Interestingly, our initial list of accredited roles included any Open Phil or GiveWell grantee in order to make the list more inclusive. We now feel that this expansion might have been too inclusive because of the significant expansion in the organizations Open Phil has provided with grants. (For example, we probably wouldn’t be happy to accredit someone working at VasoRx without further information.)
Our current best guess for how to proceed is to accredit anyone working at an organization on the 80K Job Board (which includes global poverty and animal welfare organization) but continue to review individual positive outcomes on a case-by-case basis and accredit some career-related outcomes that are neither on the 80K job board nor Open Phil/GiveWell grantees.
Unfortunately, any list of accredited outcomes that we distribute to grantees will be imperfect. As we mentioned in the original post, our goals in designing an evaluation process for EA community grants were to:
Give groups clear guidance on what would cause us to evaluate their activities favourably.
Make it easy for the EA community and potential funders to understand and evaluate the success of EA Community Grants.
Provide sufficient evidence of the value produced to enable CEA to make well-informed decisions on whether to renew funding for given groups, and whether to scale the EA Community Grants process.
Avoid incentivising groups to optimise for our metrics rather than for what is actually highest-impact.
Minimise the time cost to CEA and to groups in evaluating their results.

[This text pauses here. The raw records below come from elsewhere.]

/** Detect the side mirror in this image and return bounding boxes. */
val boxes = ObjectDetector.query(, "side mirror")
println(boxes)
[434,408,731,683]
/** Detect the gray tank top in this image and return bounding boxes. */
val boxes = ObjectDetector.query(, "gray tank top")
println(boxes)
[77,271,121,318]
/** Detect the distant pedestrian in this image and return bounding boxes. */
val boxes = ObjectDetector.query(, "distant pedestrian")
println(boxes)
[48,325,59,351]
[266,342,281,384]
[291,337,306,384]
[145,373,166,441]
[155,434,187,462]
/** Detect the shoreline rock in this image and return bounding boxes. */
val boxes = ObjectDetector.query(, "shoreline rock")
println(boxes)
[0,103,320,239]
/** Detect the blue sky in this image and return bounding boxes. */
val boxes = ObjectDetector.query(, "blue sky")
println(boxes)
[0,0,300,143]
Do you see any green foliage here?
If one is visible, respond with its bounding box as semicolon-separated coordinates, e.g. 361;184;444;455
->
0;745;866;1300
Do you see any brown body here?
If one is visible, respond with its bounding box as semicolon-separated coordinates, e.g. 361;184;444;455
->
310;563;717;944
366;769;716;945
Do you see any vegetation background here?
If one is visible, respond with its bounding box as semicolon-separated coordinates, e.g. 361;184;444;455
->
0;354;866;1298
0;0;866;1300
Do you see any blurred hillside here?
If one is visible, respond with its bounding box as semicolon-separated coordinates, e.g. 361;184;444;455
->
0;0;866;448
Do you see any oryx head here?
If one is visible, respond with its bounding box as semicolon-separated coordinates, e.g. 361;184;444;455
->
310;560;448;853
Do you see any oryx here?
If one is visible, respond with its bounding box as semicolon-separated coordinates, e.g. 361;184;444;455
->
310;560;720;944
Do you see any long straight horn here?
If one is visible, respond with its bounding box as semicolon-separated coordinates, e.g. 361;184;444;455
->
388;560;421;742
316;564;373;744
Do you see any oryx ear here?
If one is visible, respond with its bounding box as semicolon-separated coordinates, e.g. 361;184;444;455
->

Our current best guess for how to do this is to use the cause prioritization research done by others to create an initial list of clear, easy-to-understand positive outcomes that we can communicate to CEA’s donors and grantees and then to accredit additional positive outcomes on a case-by-case basis. We think this is superior to accrediting everything on a case-by-case basis because it reduces uncertainty for grantees and makes the project easier for funders to evaluate. We also think that 80K represents the best research on what careers have an impact, so it would be surprising if we don’t take advantage of that resource.
If you think we should accredit entirely different outcomes, think this is the wrong approach for accrediting career-related outcomes, or think that we should use a different list, we’d be very open to suggestions. We plan to make the next iterations to our accredited criteria before the next application round in January so feedback now would be particularly timely.